In a stencil printing above, it has been proposed in Japanese patent laid open publication (Kokai) No. 62-127276 that the printing density of an image to be printed on a printing sheet is variably set by variably setting a pressing force to be applied to the printing sheet against the printing drum, in accordance with the printing density information given by a means for setting printing density information, for instance, a printing density set up key provided on an operation panel.
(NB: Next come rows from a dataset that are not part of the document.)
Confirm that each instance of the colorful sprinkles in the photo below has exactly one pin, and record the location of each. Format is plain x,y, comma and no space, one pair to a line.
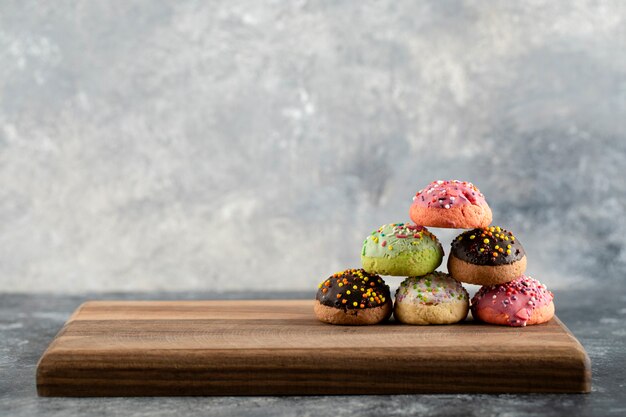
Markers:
431,289
366,290
488,246
516,299
449,194
396,238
Furthermore, since the printing density in stencil printing changes with printing speed, Japanese patent laid open publication (Kokai) No. 06-155880 has already proposed a method for implementing stencil printing at a desired density irrespective of the change in printing speed. This method comprises variably setting a pressing force applied to the printing sheet against the printing drum, in accordance with printing speed information given by a means for setting printing speed information, for instance, a printing speed set up key provided on an operation panel.
With recent diversification in quality of printing paper and originals, there is a demand on a stencil printing device which can more widely and finely control printing density. Particularly, in case stencil printing is performed using a photograph as an original, reproduction of a wide range of gradation is desired; hence, the printing density must be set properly in accordance with quality of printing paper to obtain a desired gradation range. Furthermore, in order to reproduce a desired color hue in case of multicolor printing, density of each of colors to be mixed together should be accurately controlled. Besides, in case printing is overlaid on a sheet in the same color, printed product would be messy in appearance if printing density of the second printing is different from that of the first printing. Thus, the printing densities of the first and second printing must be matched accurately.
In case of the conventional printers described above, however, even if the same printing density is set by the printing density set up key of the printer, actual printing density differs depending on printing paper because the printing density is largely influenced by quality of printing paper. Moreover, degree of pressing force that compensates for a change in printing speed to obtain the same printing density had to be determined only by experience. Thus, to obtain the same printing density in the actual printing performed at a high speed as that realized in trial printing carried out at a lower printing speed, trial printing had to be carried out repeatedly, and much experience was necessary. Needless to say, it has been furthermore difficult to accurately predict printing densities at various combinations of printing speed and pressing force.